During the meeting May 28 at city hall, 10005 Gulf Drive, the commission also amended its fee schedule to include a $200 permit fee to review landscaping plans and conduct site inspections.
The votes were 4-1, with Commissioners Chuck Webb, Jo Ann Mattick, Dale Woodland and John Quam voting yes, and Christine Tollette voting no, as she did against the landscaping ordinance the commission adopted April 23.
“The landscaping ordinance did allow for establishing a fee,” city building official Bob Welch said, explaining the proposal before the commission.
Welch said that the $200 rate was based on an initial review of a landscaping plan followed by two visits to the site to “verify that the plants were planted appropriately.”
He added, “I don’t think we are going to see a lot of landscape permits.”
Woodland questioned the amount, saying, “$200 rubs me the wrong way.… We’re telling people what they’ve got to plant, and then we’re charging them to do it.”
The new landscaping ordinance sets minimum standards for new developments or major renovations. The ordinance requires a minimum of three trees and nine shrubs be planted for new-construction or major renovation of residential properties. A quarter of the plants on a residential lot must be native species and 75 percent of the plants on commercial lots must be natives.
Welch, replying to Woodland’s concern at last week’s meeting, said, “It can be a complicated little issue.… I’m not for it myself, but I’m willing to do the work.”
Before voting, Mattick asked Welch to keep track of the actual cost of reviewing landscaping plans to determine if the city needs to raise or lower the fee.
“We don’t want to overcharge or undercharge,” she said.
“I appreciate that you are passing this this evening,” said Robin Wall of the city’s environmental enhancement and education committee. She added, “The $200 isn’t excessive in the big picture.”
The commissioners did not discuss the native plant list, which was previously reviewed and includes trees and shrubs deemed appropriate for the barrier island.

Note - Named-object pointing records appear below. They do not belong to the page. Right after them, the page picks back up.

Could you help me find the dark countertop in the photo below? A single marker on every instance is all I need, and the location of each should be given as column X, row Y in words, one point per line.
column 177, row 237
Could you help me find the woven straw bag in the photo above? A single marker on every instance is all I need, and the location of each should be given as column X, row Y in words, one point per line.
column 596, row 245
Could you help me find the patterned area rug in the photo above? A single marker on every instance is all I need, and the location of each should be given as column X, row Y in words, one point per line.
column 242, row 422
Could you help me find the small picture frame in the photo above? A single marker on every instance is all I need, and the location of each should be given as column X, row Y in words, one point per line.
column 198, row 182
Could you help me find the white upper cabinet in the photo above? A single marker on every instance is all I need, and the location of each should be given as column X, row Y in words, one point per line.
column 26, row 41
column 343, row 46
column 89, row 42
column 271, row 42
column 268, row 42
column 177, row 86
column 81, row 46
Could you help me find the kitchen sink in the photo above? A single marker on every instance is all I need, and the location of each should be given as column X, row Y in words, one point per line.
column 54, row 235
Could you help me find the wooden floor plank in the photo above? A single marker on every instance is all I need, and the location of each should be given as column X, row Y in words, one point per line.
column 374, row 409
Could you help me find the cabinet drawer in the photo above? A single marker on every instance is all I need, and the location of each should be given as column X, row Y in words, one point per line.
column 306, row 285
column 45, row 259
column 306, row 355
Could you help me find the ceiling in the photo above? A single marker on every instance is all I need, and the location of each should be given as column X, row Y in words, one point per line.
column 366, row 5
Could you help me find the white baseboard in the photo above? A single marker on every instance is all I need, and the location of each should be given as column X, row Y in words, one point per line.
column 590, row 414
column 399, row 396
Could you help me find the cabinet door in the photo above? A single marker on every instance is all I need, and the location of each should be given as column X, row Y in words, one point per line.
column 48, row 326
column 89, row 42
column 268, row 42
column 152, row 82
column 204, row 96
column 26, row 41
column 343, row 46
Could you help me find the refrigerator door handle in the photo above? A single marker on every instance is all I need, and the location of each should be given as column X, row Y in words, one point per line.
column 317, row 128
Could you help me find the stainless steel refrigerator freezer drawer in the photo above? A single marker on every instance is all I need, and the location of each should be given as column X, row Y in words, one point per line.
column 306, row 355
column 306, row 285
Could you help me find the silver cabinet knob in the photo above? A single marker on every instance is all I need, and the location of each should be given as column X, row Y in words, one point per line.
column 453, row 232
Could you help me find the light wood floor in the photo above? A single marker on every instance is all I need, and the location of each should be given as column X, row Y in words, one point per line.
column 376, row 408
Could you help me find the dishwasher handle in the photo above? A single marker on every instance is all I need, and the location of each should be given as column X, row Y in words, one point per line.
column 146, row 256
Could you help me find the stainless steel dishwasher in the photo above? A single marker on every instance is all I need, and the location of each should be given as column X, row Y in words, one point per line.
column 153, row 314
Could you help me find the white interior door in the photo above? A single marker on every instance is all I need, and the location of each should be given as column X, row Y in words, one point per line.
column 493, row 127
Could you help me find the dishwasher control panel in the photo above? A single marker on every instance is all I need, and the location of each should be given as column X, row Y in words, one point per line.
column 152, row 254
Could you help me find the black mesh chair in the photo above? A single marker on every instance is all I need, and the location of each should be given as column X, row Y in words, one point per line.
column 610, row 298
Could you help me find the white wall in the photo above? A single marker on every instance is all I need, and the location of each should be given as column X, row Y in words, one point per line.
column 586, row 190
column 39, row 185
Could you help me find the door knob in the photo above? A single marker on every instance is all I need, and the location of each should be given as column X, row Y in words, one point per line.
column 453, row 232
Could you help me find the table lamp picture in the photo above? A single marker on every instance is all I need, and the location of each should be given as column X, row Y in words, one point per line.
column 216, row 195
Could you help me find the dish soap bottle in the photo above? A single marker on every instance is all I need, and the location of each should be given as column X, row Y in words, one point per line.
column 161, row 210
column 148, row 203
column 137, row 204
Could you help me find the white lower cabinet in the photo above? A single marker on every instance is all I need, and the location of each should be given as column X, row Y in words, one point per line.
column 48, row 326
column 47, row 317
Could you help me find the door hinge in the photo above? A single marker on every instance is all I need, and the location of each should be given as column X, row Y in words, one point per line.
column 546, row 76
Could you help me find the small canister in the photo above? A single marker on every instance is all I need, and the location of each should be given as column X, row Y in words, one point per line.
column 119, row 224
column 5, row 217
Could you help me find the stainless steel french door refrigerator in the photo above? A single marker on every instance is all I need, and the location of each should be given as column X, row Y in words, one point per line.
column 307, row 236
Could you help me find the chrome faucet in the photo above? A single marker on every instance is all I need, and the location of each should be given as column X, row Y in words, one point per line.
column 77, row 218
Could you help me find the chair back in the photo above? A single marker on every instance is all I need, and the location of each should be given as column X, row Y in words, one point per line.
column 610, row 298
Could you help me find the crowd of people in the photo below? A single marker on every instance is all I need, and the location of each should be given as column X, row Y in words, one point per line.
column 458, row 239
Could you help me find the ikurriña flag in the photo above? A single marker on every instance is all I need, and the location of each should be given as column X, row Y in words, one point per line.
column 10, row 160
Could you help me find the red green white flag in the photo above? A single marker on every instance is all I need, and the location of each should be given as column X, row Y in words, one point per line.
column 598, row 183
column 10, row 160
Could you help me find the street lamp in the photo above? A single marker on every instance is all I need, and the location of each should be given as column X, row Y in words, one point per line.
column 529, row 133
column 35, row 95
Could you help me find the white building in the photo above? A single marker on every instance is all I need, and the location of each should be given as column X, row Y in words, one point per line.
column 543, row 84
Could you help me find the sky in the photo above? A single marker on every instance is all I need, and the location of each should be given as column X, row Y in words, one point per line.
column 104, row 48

The list also identifies invasive species prohibited in new plantings: paper mulberry, Australian pine, carrotwood, earpod tree, punktree, chinaberry, bowstring hemp and Brazilian pepper.
In other business, commissioners:
Heard from Longboat Key town manager Bruce St. Denis about concerns with the route of a proposed liquefied gas pipeline.

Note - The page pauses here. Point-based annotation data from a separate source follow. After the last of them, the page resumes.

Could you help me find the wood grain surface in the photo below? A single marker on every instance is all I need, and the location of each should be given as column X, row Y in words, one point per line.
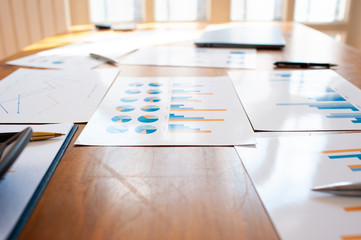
column 168, row 192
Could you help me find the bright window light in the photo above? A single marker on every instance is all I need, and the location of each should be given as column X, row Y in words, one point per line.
column 114, row 10
column 256, row 10
column 179, row 10
column 320, row 11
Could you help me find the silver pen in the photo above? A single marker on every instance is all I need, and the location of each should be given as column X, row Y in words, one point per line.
column 341, row 188
column 103, row 58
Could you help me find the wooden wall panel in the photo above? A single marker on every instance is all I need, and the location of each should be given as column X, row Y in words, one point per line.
column 79, row 12
column 47, row 17
column 7, row 28
column 62, row 16
column 22, row 28
column 33, row 19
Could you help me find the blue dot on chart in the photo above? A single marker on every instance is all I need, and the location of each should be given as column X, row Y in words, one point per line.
column 125, row 108
column 121, row 118
column 135, row 84
column 151, row 99
column 150, row 108
column 154, row 91
column 148, row 118
column 118, row 129
column 132, row 91
column 145, row 129
column 155, row 84
column 130, row 99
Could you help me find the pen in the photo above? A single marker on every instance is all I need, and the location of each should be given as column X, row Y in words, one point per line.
column 341, row 188
column 303, row 65
column 36, row 136
column 103, row 58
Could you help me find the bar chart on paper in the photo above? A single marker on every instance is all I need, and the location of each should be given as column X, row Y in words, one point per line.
column 299, row 100
column 296, row 165
column 169, row 111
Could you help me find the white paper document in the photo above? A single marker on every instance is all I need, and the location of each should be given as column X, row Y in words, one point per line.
column 74, row 56
column 285, row 169
column 169, row 111
column 298, row 100
column 193, row 57
column 53, row 96
column 18, row 185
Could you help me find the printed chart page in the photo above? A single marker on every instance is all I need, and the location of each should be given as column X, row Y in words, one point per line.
column 298, row 100
column 169, row 111
column 193, row 57
column 285, row 169
column 53, row 96
column 20, row 182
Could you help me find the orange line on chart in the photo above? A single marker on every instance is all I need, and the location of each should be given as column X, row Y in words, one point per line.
column 351, row 237
column 352, row 209
column 192, row 93
column 343, row 150
column 201, row 120
column 208, row 110
column 204, row 131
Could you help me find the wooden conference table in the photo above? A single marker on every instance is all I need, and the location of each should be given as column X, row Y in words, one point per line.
column 167, row 192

Approved an agreement with B.A. Garrett and Associates to draft a water supply element for the comprehensive plan, which is required by the state.
City planner Alan Garrett said the job would take about 50 hours at a rate of $100 per hour.
He also will work on a less-involved capital improvements element to the comp plan.
The commission vote was 4-1, with Woodland voting no. He said since the vote involved city expenditures, it should be postponed to allow for more public comment.
Reviewed a list of the city’s projects to be funded with federal economic stimulus funds, including repairs to the Crescent Avenue and Bay Boulevard bridges, resurfacing of Pine Avenue from Gulf Drive to Bay Boulevard, Resurfacing of Gulf Drive between Pine and Willow avenues and new or rebuilt sidewalks in several locations.
“It isn’t costing us one cent,” said Anna Maria Mayor Fran Barford.
Authorized, in a 4-1 vote, a letter from the mayor to the county and city of Holmes Beach and adopted a resolution relating to concerns about boundaries and the city’s legal description.
The resolution stated, “Issues have recently come to light indicating that the shared boundaries between the city and the other two local governments should be reviewed and adjusted.”
Specifically, Anna Maria officials want to pursue the expansion of city boundaries to take in portions of the Gulf, Tampa Bay and Bimini Bay, and also want to resolve overlapping boundaries with Holmes Beach.
“This overlap,” the resolution stated, “appears to be an oversight which may have been created when the city of Holmes Beach Charter was approved in the 1950s. This overlap may have existed for years and it simply needs to be addressed, probably as a scrivener’s error.”
Webb voted no on the motion. He questioned whether the city was following the right procedure to deal with the issues.
- Set a tentative schedule for the city’s budget process, which will begin with a work session July 16 and conclude with public hearings and votes in September.
Barford said the budget would be “really, really lean.”
- Approved the appointment of Sonny Hogue to the city’s EEEC.
- Approved special event applications for the Anna Maria Island Privateers to hold a July 4 parade, the Sandbar Restaurant to hold a July 4 fireworks display and the Anna Maria Island Chamber of Commerce to hold a concert June 12.
Also during the meeting, Webb said he wanted the commission to address two issues at an upcoming work session — the construction of a public swimming pool and the drafting of a sexual predator ordinance.
The next commission meeting will be at 7 p.m. June 11 at city hall.